Worked example
A boat leaves the harbour and travels 9 km north west, then 12 km north. Calculate:
a) its distance from the harbour
b) the bearing it now has to sail to get back to the harbour
Answer
We need to sketch the problem first.
Find the size of angle R.
The boat travels from the harbour in a NW direction. This is halfway between west and north so it is at an angle of 45° to the axis for east-west and the axis for north-south. Angles of 45° are formed as shown in the diagram below.
When the boat's direction changes to N, the internal angle formed can be found by adding 45° and 90°.
The 90° comes from the angle between the north-south and east-west axes
This angle is 135°, as shown below.
The distance of the boat from the harbour is the missing side.
We know two sides and included angle, so we use the cosine rule.

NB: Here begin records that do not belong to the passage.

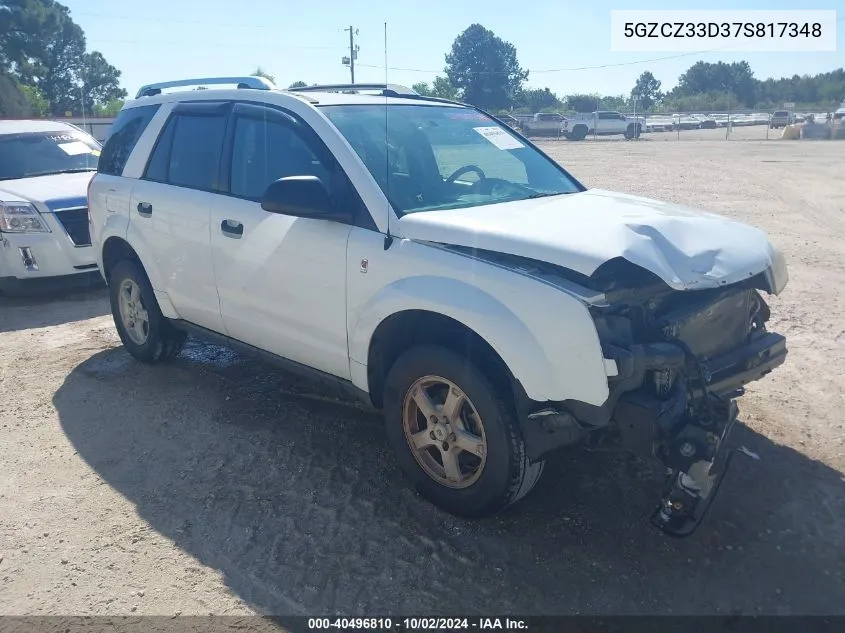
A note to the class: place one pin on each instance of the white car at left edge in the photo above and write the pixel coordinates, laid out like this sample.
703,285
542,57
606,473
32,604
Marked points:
45,241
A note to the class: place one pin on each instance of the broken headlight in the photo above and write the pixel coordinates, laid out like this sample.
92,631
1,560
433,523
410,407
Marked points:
21,217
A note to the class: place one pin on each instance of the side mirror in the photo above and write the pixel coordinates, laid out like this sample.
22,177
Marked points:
303,197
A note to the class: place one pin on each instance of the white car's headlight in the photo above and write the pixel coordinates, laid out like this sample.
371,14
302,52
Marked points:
21,217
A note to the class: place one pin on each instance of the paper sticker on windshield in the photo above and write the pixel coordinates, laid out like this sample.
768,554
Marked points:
75,148
499,137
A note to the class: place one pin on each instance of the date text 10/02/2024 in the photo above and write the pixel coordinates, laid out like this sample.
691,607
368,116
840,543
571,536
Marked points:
417,624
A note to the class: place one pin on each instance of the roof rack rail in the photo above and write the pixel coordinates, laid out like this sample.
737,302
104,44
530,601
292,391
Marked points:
387,90
255,83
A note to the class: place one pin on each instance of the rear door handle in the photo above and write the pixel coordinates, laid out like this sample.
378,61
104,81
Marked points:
232,228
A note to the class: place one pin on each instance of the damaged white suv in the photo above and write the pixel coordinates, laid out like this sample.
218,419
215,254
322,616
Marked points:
428,258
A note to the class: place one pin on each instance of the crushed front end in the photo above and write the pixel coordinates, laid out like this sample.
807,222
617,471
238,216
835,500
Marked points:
683,359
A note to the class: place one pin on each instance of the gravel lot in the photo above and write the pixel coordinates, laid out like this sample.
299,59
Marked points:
219,485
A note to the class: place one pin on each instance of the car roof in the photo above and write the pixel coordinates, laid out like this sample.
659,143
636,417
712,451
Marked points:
314,98
22,126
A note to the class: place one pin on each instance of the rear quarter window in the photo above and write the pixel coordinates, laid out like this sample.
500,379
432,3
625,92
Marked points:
126,130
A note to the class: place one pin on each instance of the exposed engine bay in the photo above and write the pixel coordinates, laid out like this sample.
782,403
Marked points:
686,358
683,357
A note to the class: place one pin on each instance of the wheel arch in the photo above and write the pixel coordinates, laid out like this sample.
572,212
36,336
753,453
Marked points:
114,249
404,330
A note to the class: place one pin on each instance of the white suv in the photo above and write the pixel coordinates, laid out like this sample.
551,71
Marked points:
45,168
428,258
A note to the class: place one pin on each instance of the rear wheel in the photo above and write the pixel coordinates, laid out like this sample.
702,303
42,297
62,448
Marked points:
144,331
455,436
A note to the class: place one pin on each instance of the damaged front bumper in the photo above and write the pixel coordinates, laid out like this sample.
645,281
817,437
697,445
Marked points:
674,396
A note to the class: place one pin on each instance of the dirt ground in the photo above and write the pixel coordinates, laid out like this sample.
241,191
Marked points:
219,485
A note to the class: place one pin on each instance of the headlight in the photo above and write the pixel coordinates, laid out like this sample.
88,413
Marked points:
778,272
21,217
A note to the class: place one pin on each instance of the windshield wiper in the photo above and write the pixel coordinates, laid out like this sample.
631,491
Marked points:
546,194
70,171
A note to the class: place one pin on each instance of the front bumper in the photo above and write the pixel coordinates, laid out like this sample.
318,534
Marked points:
32,256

\({a^2} = {b^2} + {c^2} - 2bcCosA\)
\(= {9^2} + {12^2} - (2 \times 9 \times 12 \times \cos 135^\circ )\)
\(= 81 + 144 – (-152.74)\)
\(= 81 + 144 + 152.74\)
\(= 377.74\)
\(a=\sqrt{377.74}\)
\(a=19.4\,\,km\)
We now have to find the new bearing to sail back to the harbour.
Let's look again at the sketch.
If we find the angle \(x^{\circ}\) then we can find our required angle by subtracting this answer from 180°. The angles in a straight line add up to 180°, in this case the north line.
We can use the sine rule or the cosine rule as we now have so much information. The sine rule is usually quicker.
\(\frac{{19.4}}{{\sin 135^\circ }} = \frac{9}{{\sin x^\circ }}\)
\(19.4\sin x^\circ = 9\sin 135^\circ\)
\(\sin x^\circ = \frac{{9\sin 135^\circ }}{{19.4}}\)
\(sinx^{\circ}=0.328\)
\(x^{\circ}=sin^{-1}\,0.328\)
\(x^{\circ}=19.1^{\circ}\)
Therefore the angle we require is: \(180^{\circ}-19.1^{\circ}=159.9^{\circ}\).